Aliás, o silêncio estonteante da entrega. Os pés fincados na terra da rua, o
ventre quente e a cabeça flutuando. Bem no meio da rua.
Depois
desse beijo, vieram outros, de outros, na rua.
Crescendo,
também cresceram meu olhar, minha mente e meu desejo de beijar outras bocas,
uma grande vontade de vida. Em outras ruas.
De
ganhar novas ruas, até avenidas. Estradas?! A minha rua ficou pequena, com
pouco espaço para tudo isso.
A rua
mudava, ao mesmo tempo em que eu mudava. Primeiramente, a iluminação de poste,
que deu grande incrementada às brincadeiras e depois aos namoros. Depois, as
grandes tubulações e buracos: a água encanada! (morria de medo de cair no poço
do quintal...). Finalmente o asfalto, que selou uma nova era: a de que eu não
pertencia mais àquelas ruas.
Rosa
Maria Falzoni,
é natural do Jardim Brasília, zona leste de São Paulo (SP).
2 comentários:
Aqui em Taboão, já tivemos um " 21 anos sem asfalto". Eu era jovenzinha, nascida no bairro Cerqueira Cesar na Capital, quando vim morar aqui, no final da década de 50. Não sabia como era a cantoria de sapos e de rãs.
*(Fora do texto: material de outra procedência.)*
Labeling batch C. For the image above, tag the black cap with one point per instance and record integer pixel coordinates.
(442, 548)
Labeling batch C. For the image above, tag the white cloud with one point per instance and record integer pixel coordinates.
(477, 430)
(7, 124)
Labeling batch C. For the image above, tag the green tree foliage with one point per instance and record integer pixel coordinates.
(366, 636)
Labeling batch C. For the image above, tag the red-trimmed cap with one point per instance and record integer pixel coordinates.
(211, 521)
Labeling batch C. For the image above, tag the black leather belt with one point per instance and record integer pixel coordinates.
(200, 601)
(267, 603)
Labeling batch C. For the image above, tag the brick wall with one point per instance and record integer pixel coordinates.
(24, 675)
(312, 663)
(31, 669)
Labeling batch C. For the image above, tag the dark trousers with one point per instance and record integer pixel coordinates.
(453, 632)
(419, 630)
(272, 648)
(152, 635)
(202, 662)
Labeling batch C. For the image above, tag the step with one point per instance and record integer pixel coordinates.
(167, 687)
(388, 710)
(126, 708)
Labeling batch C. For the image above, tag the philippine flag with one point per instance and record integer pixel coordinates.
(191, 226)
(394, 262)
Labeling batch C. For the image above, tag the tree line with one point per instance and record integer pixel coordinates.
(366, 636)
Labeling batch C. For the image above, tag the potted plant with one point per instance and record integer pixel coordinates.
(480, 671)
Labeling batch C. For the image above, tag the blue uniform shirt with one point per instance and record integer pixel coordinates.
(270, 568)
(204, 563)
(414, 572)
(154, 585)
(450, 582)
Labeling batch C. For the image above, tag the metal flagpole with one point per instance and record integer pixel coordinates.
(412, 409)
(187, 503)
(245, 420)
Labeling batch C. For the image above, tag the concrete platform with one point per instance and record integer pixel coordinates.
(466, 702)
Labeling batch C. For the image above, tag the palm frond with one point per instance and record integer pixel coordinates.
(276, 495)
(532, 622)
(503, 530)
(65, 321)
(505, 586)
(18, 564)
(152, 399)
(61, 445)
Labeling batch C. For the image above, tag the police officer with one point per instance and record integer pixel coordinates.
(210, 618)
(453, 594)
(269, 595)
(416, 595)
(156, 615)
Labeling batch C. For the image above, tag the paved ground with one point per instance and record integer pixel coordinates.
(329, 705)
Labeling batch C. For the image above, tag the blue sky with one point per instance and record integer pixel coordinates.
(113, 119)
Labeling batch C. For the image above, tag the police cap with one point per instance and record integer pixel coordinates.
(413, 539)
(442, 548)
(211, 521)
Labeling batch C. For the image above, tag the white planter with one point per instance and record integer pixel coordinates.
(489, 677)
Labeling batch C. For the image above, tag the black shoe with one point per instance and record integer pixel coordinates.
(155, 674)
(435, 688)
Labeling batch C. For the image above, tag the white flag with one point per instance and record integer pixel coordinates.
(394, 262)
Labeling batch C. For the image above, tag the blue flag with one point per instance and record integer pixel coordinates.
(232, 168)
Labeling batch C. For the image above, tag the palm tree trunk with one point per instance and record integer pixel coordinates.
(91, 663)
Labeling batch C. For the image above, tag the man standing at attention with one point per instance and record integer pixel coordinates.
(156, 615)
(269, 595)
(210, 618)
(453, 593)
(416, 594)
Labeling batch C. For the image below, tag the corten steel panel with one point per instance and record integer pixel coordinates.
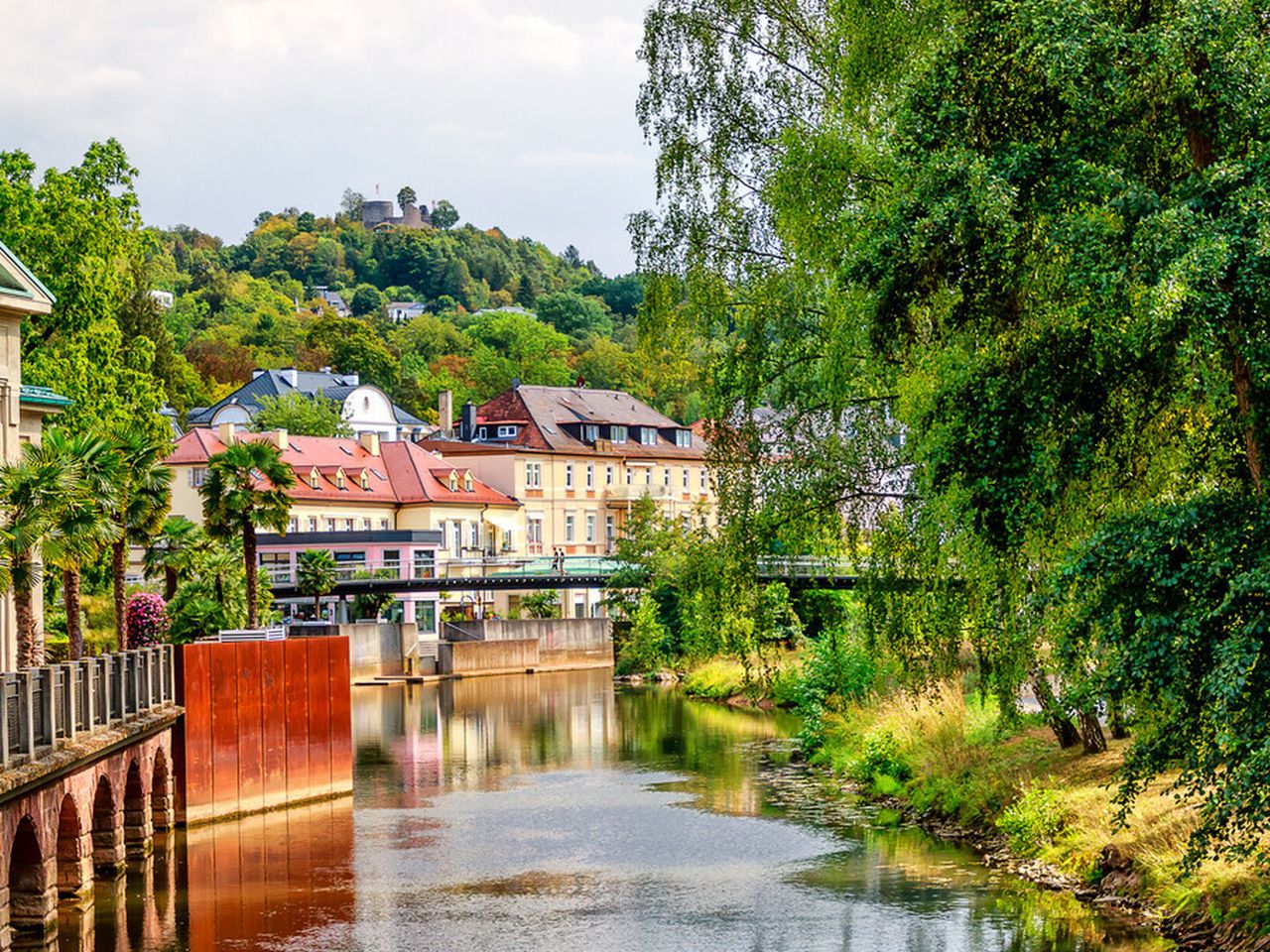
(273, 721)
(225, 729)
(340, 716)
(318, 717)
(296, 655)
(250, 746)
(191, 747)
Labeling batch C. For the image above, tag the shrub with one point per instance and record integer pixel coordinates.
(148, 620)
(1033, 820)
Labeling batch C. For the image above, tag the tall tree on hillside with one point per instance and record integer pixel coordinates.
(31, 488)
(141, 506)
(246, 489)
(82, 522)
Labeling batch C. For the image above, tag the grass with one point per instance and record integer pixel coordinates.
(1057, 805)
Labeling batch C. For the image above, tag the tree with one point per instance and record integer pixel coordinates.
(31, 488)
(444, 216)
(304, 416)
(367, 299)
(82, 522)
(316, 575)
(173, 552)
(143, 499)
(246, 489)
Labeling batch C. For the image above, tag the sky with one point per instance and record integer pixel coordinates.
(520, 112)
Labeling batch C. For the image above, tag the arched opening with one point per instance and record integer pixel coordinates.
(136, 814)
(71, 870)
(32, 900)
(107, 842)
(160, 800)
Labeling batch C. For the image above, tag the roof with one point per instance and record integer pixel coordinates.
(549, 416)
(400, 474)
(13, 284)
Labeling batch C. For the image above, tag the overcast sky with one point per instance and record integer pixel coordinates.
(520, 112)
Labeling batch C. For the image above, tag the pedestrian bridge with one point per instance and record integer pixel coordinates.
(86, 779)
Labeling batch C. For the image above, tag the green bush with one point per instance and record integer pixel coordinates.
(879, 757)
(1033, 820)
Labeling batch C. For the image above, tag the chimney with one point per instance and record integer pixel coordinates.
(467, 424)
(445, 413)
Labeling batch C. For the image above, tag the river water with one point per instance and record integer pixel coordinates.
(554, 811)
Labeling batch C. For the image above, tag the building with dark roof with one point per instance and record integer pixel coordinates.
(365, 408)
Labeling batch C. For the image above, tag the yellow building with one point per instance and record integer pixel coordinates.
(22, 408)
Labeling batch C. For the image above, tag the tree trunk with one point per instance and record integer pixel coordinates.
(70, 595)
(26, 615)
(118, 569)
(249, 566)
(1057, 719)
(1091, 733)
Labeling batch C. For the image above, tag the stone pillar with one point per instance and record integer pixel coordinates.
(139, 832)
(109, 858)
(35, 910)
(75, 873)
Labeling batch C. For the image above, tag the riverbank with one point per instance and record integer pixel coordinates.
(1043, 812)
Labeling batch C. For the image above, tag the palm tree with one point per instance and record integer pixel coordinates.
(172, 552)
(81, 522)
(246, 488)
(144, 499)
(30, 489)
(316, 575)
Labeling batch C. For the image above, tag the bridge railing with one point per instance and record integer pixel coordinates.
(48, 707)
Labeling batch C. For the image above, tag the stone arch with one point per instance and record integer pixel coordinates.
(73, 851)
(32, 883)
(108, 857)
(137, 828)
(160, 792)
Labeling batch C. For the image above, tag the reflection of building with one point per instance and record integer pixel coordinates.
(365, 408)
(22, 408)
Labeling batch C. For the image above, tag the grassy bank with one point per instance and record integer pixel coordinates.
(952, 757)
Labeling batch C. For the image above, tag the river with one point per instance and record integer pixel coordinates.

Nem imaginava ser escoltada por vagalumes. Tudo isso conheci aqui em Taboão! As chuvas intensas, não causavam dano, porque a mãe terra lhe concedia espaço para acomodar-ser. Taboão ainda não tinha esses guetos que ostentam o poderoso nome de edifícios, na verdade verdadeiras gaiolas sofisticadas... Ninguém, morria nas enchentes, porque elas não se formavam. Ai, o bicho humano, inventou o progresso! Com ele a especulação imobiliária e a rodovia mortífera. Ninguém perdia nada, principalmente a vida, nas enxurradas, porque elas passavam longe. O crescimento desenfreado resultou nisso: Desestrutura total... O progresso chegou e o sossego acabou! Mas lembre-se disto: Prepare-se porque, no ano que vem, tem mais...
Que comentário lindo. Poético! Infelizmente não veio assinado. Eu gostaria imensamente de conhecer a senhora.